Cloud computing is one of the latest technological advancements in computing. With cloud computing, users can access information technology services at any time from any location. The flexibility and ease of functioning it offers have led to various organizations shifting to the cloud. With cost-effective execution of tasks and the right resource utilization, using cloud computing systems has led to improved performance and resource utilization.
All the assets concerning your business’ internal employees, potential clients visiting your website, texts, downloads, application data, images, and videos are stored in cloud service for easy access. Users across the world access websites simultaneously and it is incumbent that their requests are correctly, quickly, and reliably met. Any hindrance in this process will result in the loosing of confidence in your business processes, the decline in traffic and revenue.
Overloading/underloading in virtual machines is the most common challenge in the field of cloud computing. Load balancing in the cloud aids in avoiding this. A load balancer is a hardware or software that directs client requests to the appropriate host. Processed requests are routed through the load balancers and returned to the client. It ushers in parallel and distributed cloud environments. Load balancers distribute incoming network traffic that takes the burden off of a single server. This ensures faster and more reliable response times.
The reliability and efficiency of the cloud infrastructure can be measured by monitoring load balancers. Monitoring load balancers help in providing a better user experience. Here are some top metrics that can be monitored to determine the efficiency of your load balancer.
1. Request counts
Request counts denote the sum of all requests that come in from all your load balancers or the number of requests that can be handled per minute/second by your load balancer. The incoming requests need to be handled in the same efficient manner regardless of whether the incoming request load can be hardware, software, or resource constraints.

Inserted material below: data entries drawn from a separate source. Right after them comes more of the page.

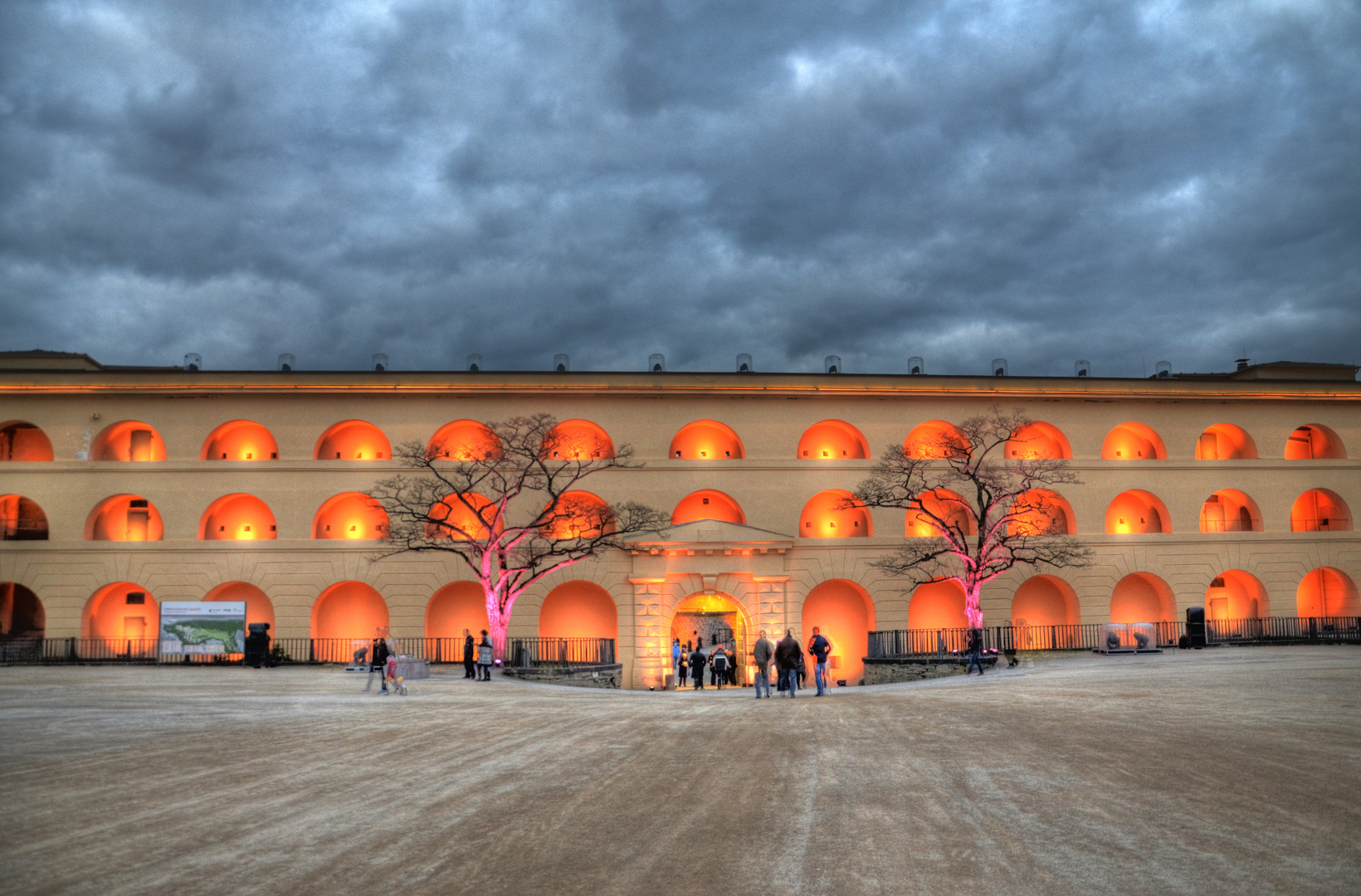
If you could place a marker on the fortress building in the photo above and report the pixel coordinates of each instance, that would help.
(123, 487)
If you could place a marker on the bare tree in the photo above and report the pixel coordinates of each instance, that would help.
(976, 512)
(505, 499)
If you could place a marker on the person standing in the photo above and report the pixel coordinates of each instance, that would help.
(820, 647)
(761, 655)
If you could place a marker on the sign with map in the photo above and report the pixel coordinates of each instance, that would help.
(203, 627)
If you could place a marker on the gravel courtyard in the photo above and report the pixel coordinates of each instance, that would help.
(1218, 772)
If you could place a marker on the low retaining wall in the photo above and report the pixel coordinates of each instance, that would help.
(604, 676)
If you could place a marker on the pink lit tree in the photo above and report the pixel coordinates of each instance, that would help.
(506, 499)
(978, 512)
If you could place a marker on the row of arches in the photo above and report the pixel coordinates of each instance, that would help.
(829, 514)
(700, 440)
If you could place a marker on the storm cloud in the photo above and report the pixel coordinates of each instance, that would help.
(1115, 181)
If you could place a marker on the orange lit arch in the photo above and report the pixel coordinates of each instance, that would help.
(832, 441)
(706, 441)
(821, 517)
(353, 441)
(237, 517)
(708, 504)
(128, 441)
(351, 517)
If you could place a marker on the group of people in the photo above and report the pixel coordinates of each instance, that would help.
(787, 659)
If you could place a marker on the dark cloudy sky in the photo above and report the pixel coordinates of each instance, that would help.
(1115, 181)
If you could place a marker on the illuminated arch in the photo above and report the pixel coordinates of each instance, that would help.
(846, 615)
(456, 608)
(933, 440)
(465, 441)
(578, 441)
(1142, 597)
(708, 504)
(821, 517)
(1320, 510)
(832, 440)
(578, 610)
(23, 613)
(1133, 442)
(1327, 592)
(124, 519)
(350, 515)
(1137, 512)
(706, 441)
(259, 606)
(237, 517)
(1225, 442)
(1231, 510)
(944, 504)
(938, 606)
(21, 441)
(1236, 594)
(128, 441)
(240, 441)
(22, 519)
(1315, 442)
(353, 441)
(1039, 441)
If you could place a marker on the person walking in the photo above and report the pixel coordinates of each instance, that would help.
(761, 655)
(787, 659)
(820, 647)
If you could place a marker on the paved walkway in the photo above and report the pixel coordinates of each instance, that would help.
(1218, 772)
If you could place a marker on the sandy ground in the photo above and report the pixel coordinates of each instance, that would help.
(1218, 772)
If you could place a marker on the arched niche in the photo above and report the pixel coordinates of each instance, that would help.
(1225, 442)
(1142, 597)
(22, 613)
(128, 441)
(465, 441)
(1229, 510)
(938, 606)
(846, 615)
(578, 441)
(1320, 510)
(708, 504)
(1133, 442)
(1327, 592)
(1037, 441)
(121, 611)
(22, 519)
(21, 441)
(1137, 512)
(948, 508)
(124, 519)
(832, 441)
(457, 608)
(822, 519)
(237, 519)
(1315, 442)
(1236, 594)
(240, 441)
(259, 606)
(706, 441)
(351, 517)
(934, 440)
(353, 441)
(578, 610)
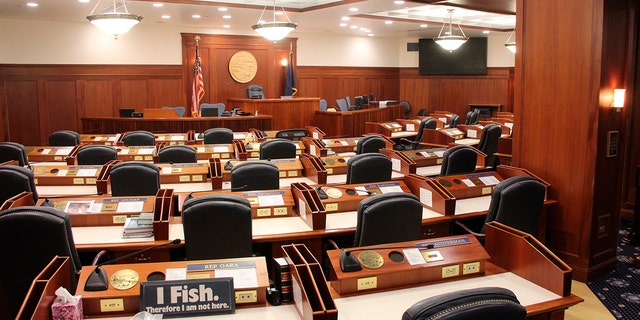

This metric can also be used to correlate the total sum of all the requests with the number and type of users your services support within its range. This will indicate the issues with routing or network connections. Requests per minute/second indicate how well and fast the load is balanced.
2. Active connection or active flow count
The active connection or active flow count metric is closely linked to the request count metric. It indicates the active connections between the clients and the target servers. This information helps in checking that the right level of scaling is in place and that work is appropriately spread across the network. The smooth running of outbound and inbound flows can also be monitored using this metric.
3. Error rates
The uninterrupted and flawless performance of your service can be monitored with this metric. Based on your requirements, you can set the tracking of error rates over a specific period or based on a per-load-balancer level. Configuration errors can be identified with tracking of error rates in the requests returned to clients. Communication errors between the server and the balancers can be noticed by monitoring back-end error rates. In simple, error rates is an indicator of how well your cloud service and the load balancer are running.
Latency refers to the amount of time that it takes for a request to be processed by your server. It specifically denotes the time taken from when a request leaves the load balancer till it returns. The lower the time is taken, the better it is, especially when many users are reaching your website. High latency denotes slow response times or even timeouts. Using SSL encryption in your load balancer will increase the time taken due to the additional processing overhead in SSL.
Although there is no particular value for latency, as it is only an indicator of your service and the problems that your service intends to solve, it is ideal to have a latency rate close to zero. However, if your services demand more time to process a request, then that specific time should be the latency target.
It is important to keep track of latency as it directly reflects user experience. High latency rates will result in frustrated users, loss of productivity, and push users to opt for services other than yours.
5. Number of healthy/unhealthy hosts
The risk for service outrages can be identified and prevented by monitoring the number of healthy, active hosts per load balancer. System health checks can reveal the limit of the number of unhealthy hosts. This metric can help in setting alerts to maintain and troubleshoot such issues even before the users notice the unavailability or latency of the servers.
6. Rejected or failed connection count
Users trying to reach your website might be rejected or turned away due to various reasons. This can happen when your system reaches its capacity of user requests or if there are insufficient healthy load balancers. Monitoring the number of failed or rejected connections can reveal if the right level of scale is present or if abnormal activity on your network should be probed into. It also sheds light on the various reasons due to which users were rejected and can be insightful.
Going to the next level with your load balancer monitoring and metrics
Load balancers are pivotal to the smooth functioning of cloud systems, the handling of traffic routing, and their distribution across multiple servers. Load Balancers directly influence the performance of your services, making it crucial to keep an open eye for certain metrics that ensure the smooth running of your website.
The metrics to monitor the performance of load balancers determine the user experience and aid in functioning cost-efficiently. Metrics are a convenient and sure place to start monitoring load balancers. With more experience with your website and a better understanding of your traffic patterns based on your clientele, you will have to refocus on the metrics you might choose initially.
Thus, it is extremely important to pick the right metric weighing like the service you provide, your requirements, and customer expectations. This will ensure that you have the right set of information to make apt decisions regarding the functioning of your cloud infrastructure, which will improve the customer experience.